Terminan las menciones de Helena, en un diálogo que sostiene Penélope con Odiseo, ya consumado su regreso y su nueva unión. Dice ella que no debe enojarse ya que las deidades les enviaron sus desgracias y no quisieron que gozasen juntos de la mocedad, ni que juntos llegaran al umbral de la vejez. Que no se enfade con ella porque no lo abrazó de inmediato, porque temía horrorizada que viniese algún hombre a engañarla con sus palabras, pues son muchos los que traman perversas astucias. Menciona que Helena no se hubiera juntado nunca en amor y cama con un extraño, si hubiese sabido que los belicosos griegos habían de traerle nuevamente a su casa y a su patria y tierra. Que algún dios debió incitarla a ejecutar aquella vergonzosa acción; pues antes nunca había pensado cometer la deplorable falta que fue el origen de tanta penas. Ahora, dice Penélope, que dado que Odiseo ha dado señales evidentes sobre su lecho nupcial, que no vio mortal alguno, excepto ellos dos, dando con ello convencimiento a su ánimo, a pesar de tenerlo tan obstinado.

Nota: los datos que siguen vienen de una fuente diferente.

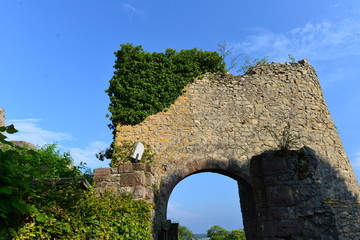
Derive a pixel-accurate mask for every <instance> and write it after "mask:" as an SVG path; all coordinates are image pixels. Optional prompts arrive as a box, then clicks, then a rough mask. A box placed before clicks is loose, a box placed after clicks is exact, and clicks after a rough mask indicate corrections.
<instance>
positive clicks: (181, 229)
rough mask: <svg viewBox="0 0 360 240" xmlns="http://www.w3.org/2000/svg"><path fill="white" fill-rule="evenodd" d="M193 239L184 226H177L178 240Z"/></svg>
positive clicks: (189, 231) (193, 237)
mask: <svg viewBox="0 0 360 240" xmlns="http://www.w3.org/2000/svg"><path fill="white" fill-rule="evenodd" d="M194 237H195V234H194V233H193V232H192V231H191V230H190V229H189V228H187V227H185V226H179V228H178V239H179V240H191V239H193V238H194Z"/></svg>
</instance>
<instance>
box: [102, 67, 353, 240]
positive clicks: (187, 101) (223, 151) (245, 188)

Es evidente que el papel que se asignó a la actriz Lupita Nyong’o. no corresponde prácticamente en ningún aspecto con las menciones de Helena en el poema.  No es porque ella tenga hermosos brazos de ébano en vez de los níveos brazos que señale Atenea. Es porque su personaje está extrañamente alejado de la gran obra. Las escenas de Helena con Telémaco en el poema son poderosas y significativas, lo mismo que la mención misma que hace Penélope y las narraciones de Agamenón en el Hades.  En cambio en el filme Helena no es el ser complejo y cariñoso del poema, sino una mujer de aspecto duro e indiferente.